Every year, penetration testers document a detailed picture of how modern defenses actually hold up under adversarial conditions and evolving threats. All findings in our state of penetration testing report 2025 come from manual penetration testing and red teaming engagements. No findings from automated scanning, theoretical attack scenarios or false positives
The 2025 Annual Penetration Testing Review by Blaze Information Security covers 660 penetration tests conducted over the past year across 145 organizations, yielding 3,294 confirmed vulnerabilities. The following blog post summarizes the key findings and what they mean for the security professionals, compliance teams, developers, and IT specialists building and defending systems today.

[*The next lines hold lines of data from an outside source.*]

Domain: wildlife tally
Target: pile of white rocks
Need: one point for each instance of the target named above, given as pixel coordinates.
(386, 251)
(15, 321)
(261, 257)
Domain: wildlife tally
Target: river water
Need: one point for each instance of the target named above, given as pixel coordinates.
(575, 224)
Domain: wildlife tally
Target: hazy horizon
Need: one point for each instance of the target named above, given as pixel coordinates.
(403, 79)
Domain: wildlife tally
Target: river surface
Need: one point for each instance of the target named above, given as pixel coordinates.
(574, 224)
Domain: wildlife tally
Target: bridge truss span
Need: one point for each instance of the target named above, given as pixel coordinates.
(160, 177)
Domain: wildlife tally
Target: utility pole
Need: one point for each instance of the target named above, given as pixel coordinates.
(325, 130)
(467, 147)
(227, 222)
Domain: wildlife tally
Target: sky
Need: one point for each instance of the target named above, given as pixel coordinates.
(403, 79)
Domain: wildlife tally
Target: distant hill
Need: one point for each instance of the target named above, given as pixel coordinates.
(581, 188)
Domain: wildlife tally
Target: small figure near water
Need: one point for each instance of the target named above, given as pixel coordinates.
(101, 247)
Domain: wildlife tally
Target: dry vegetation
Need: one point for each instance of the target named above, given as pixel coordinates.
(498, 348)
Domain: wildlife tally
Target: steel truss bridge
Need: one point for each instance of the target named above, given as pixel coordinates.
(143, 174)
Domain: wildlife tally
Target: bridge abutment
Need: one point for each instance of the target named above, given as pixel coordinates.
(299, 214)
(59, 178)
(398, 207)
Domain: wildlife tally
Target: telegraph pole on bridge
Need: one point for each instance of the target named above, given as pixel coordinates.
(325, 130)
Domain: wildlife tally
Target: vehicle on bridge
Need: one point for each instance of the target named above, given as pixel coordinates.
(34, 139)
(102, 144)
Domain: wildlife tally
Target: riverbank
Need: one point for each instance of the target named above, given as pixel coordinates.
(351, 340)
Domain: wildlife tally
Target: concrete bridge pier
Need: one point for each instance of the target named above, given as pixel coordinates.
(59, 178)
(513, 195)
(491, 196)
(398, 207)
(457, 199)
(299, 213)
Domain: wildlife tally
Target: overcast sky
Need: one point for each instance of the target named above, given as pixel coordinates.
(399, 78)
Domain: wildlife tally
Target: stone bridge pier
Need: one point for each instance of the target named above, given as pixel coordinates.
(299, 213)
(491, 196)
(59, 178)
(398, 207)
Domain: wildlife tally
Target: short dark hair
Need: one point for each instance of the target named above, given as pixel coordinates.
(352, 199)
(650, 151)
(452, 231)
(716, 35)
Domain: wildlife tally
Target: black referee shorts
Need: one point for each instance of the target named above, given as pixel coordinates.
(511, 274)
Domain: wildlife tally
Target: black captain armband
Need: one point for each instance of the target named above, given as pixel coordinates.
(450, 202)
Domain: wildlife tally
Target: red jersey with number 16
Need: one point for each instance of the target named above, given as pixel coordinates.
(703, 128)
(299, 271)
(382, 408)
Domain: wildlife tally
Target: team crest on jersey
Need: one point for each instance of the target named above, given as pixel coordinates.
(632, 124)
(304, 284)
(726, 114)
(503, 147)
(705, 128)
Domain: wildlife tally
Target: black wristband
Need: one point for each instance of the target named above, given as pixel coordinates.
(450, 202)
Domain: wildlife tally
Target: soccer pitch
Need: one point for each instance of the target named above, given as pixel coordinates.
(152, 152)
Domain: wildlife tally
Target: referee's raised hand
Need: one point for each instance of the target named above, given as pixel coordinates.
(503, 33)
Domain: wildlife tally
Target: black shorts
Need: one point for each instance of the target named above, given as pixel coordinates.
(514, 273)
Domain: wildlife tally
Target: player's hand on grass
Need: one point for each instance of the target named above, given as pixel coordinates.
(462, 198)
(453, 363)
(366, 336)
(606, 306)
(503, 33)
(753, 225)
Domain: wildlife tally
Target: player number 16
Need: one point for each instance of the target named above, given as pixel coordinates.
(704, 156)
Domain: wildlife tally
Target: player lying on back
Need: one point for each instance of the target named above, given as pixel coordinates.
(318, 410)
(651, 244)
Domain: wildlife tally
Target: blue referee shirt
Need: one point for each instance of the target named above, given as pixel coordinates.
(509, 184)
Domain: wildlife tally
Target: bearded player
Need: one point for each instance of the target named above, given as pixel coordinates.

Who We Pentested: Client Distribution by Size and Testing Volume
One of the more instructive patterns in the 2025 dataset is the relationship between organization size, industry, and how frequently those organizations commission security testing. The largest clients in the dataset — concentrated in the E-Commerce & Retail sector — are also the ones driving the highest volume of assessments. Retail accounts for 242 penetration testing projects in total, the highest of any industry, ahead of Finance & Fintech at 182. The numbers reflect the complexity of large retail IT environments, which typically encompass multiple brands, regional platforms, mobile applications, APIs, and third-party integrations, each requiring separate or recurring security validation. These organizations test more because their attack surface demands it.
The industries that test most frequently — Retail, Finance — also tend to show lower proportions of critical and high severity findings. That is not a coincidence. Sustained testing cadence builds institutional knowledge of the attack surface, drives remediation discipline, and surfaces design-level issues before they compound. The correlation between testing frequency and severity distribution is one of the clearest signals in the dataset.
Turning to the client breakdown by organizational size: medium-sized organizations represent the largest single cohort at 32.4% of clients, followed by small businesses at 26.2% and large at 15.2%. Very large and enterprise-scale organizations each account for 9.7% of the client base, with micro organizations making up the remaining 6.9%.
Such client distribution matters for interpreting the findings. The dataset is not skewed toward large enterprise environments with mature security programs and dedicated security teams — the majority of clients fall into the small-to-medium range, where security resources are typically more constrained, tooling is less mature, and security decisions are more likely to be driven by the need to meet compliance regulations or incident response than by proactive risk management. That makes the prevalence of severe, exploitable vulnerabilities across the dataset more significant, not less: these are not findings extracted from unusually complex enterprise environments. They reflect the security posture of the kinds of organizations that make up the majority of the modern digital economy.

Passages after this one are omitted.